Gass’s Compressed and Displaced Narrative
Gass’s entry presents an editorial puzzle. As published, it conflates events from the descent out of the Bitterroots with the canoe-camp period, describing the party meeting a hunter on a ridge, descending into “a fine large valley, clear of these dismal and horrible mountains,” and being received by the Nez Perce. He refers to Clark’s reconnaissance in the past tense:
Capt. Clarke met us here: he had been over at the river, and found the distance 18 miles and a good road from this place.
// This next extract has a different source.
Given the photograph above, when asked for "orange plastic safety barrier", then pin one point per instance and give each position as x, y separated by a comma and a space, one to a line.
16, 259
He thinks we will be able to take the water again at the place he had been at
The 18-mile figure and the reference to five hunters left at the river clearly belong to events of 22–24 September, not the 25th. This temporal compression reflects the well-known editorial reworking of Gass’s manuscript by David McKeehan for the 1807 publication, which smoothed Gass’s terse field entries into more polished retrospective prose. Where Clark and Ordway record a single day’s activity, Gass’s entry reads as a summary spanning the arrival at the Nez Perce villages.
Gass also offers the day’s sole sustained ethnographic note — that the camas roots “are made into a kind of bread; which is good and nourishing, and tastes like that sometimes made of pumpkins” — a comparison neither Clark nor Ordway draws. Whether the simile originates with Gass or McKeehan is uncertain, but it exemplifies the published Journal‘s tendency to translate expedition experience into terms accessible to an Eastern reading public. Across the three accounts, the same day yields a captain’s technical survey, a sergeant’s camp ledger, and a carpenter’s published memoir — three registers that together recover what no single narrator captures alone.